It must be driving old evangelicals nuts or whether these are the offspring they wanted.
... According to a recent report by the Pew Research Center, the percentage of Americans who are not affiliated with any religion is on the rise, including a third of Americans under 30. Even so, nearly 80 percent of unaffiliated Americans say they believe in God, and close to half say they pray at least once a month.The “spiritual but not religious” category is an important audience that evangelical leaders hope to reach in a culture that many believers call “post-Christian.”
So they arrange meetings in movie theaters, schools, warehouses and downtown entertainment districts. They house exercise studios and coffee shops to draw more traffic. Many have even cast aside the words “church” and “church service” in favor of terms like “spiritual communities” and “gatherings,” with services that do not stick to any script. ...NYT
The New York Times describes a series of meeting places that are searching for a reason to be, since God died. This has been going on for years. God was proclaimed dead several decades ago. The emergence of the latest ex-faithful -- added to the crowd of secular -- may confirm the death.
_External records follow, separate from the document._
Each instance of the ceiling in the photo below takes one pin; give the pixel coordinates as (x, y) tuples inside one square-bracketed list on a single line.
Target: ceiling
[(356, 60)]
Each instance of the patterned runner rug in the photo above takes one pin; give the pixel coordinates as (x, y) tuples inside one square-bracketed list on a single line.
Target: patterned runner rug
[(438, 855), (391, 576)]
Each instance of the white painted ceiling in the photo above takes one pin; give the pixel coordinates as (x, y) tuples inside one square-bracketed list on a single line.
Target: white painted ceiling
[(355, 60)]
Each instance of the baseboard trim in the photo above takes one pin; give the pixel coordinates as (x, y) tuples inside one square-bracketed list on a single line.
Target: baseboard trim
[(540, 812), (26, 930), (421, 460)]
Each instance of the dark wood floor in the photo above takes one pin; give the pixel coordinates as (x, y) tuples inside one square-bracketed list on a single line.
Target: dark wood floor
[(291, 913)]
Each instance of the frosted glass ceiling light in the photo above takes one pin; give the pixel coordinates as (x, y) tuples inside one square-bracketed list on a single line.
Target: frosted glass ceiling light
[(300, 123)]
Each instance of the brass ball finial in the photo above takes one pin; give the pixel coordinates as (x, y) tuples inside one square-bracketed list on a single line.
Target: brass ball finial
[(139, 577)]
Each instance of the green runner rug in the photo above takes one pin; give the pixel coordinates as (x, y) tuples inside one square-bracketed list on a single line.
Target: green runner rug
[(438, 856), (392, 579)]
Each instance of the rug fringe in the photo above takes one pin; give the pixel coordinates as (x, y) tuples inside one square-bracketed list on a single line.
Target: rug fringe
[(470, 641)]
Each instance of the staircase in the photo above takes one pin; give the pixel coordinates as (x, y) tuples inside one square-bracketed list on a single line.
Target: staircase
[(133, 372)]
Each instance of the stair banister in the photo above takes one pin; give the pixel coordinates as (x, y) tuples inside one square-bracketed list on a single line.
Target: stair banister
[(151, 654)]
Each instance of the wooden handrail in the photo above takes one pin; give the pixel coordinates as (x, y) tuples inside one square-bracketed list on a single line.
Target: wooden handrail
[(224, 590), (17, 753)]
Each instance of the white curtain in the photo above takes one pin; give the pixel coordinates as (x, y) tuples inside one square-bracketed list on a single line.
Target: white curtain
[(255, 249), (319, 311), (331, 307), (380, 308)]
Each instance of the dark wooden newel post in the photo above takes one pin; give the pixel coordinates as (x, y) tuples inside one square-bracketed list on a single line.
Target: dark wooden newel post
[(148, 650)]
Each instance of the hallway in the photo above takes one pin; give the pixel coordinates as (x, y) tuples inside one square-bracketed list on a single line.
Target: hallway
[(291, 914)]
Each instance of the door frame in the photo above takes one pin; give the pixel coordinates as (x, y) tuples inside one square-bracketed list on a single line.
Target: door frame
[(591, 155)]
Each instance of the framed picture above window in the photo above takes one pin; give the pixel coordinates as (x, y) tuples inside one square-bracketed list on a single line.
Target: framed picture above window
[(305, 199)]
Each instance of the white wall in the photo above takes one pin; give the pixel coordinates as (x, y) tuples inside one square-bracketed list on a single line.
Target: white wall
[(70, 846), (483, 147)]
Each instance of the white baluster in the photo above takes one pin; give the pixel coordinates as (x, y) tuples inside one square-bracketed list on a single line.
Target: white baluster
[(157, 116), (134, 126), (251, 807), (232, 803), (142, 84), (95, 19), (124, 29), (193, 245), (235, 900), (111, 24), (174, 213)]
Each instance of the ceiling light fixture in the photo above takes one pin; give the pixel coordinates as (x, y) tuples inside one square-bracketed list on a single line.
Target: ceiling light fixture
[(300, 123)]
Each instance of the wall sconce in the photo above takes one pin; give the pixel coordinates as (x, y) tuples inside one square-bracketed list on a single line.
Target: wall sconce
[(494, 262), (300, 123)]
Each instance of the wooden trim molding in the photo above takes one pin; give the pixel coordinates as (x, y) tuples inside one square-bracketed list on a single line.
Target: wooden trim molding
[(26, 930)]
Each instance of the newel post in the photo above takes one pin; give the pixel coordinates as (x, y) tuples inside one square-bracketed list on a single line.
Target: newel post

Still, there will always be born leaders (or con men in sheep's clothing) with no particular place to go until they find a piece of unused real estate that can be changed into a place where a group of followers can be formed and ultimately take the very American form of a profitable business. In our heart of hearts, we Americans know business is more sacred than the church. Nowhere is that clearer these days than in Washington, DC.
With 3,000 members, National Community Church is technically a megachurch, according to religion scholars, for whom any congregation over 2,000 qualifies. But with a high turnover rate of nearly 40 percent a year, its continued growth is a noteworthy feat.
Sunday services are held in six locations, mostly movie theaters, where the smell of Saturday night’s popcorn hangs in the air as prerecorded sermons play on the big screen.
The church also runs a coffee shop called Ebenezers near Union Station, where its religious affiliation is hard to detect. Until it ran out of room, it used to hold services in the basement, drawing new members from the coffee drinkers who wandered downstairs to investigate the music. ...
... The church has fielded hundreds of requests from other pastors for insights about its approach, and it has plans to franchise Ebenezers, first in Charlotte, N.C. ...NYT
No mention of the tax exemption or the IRS.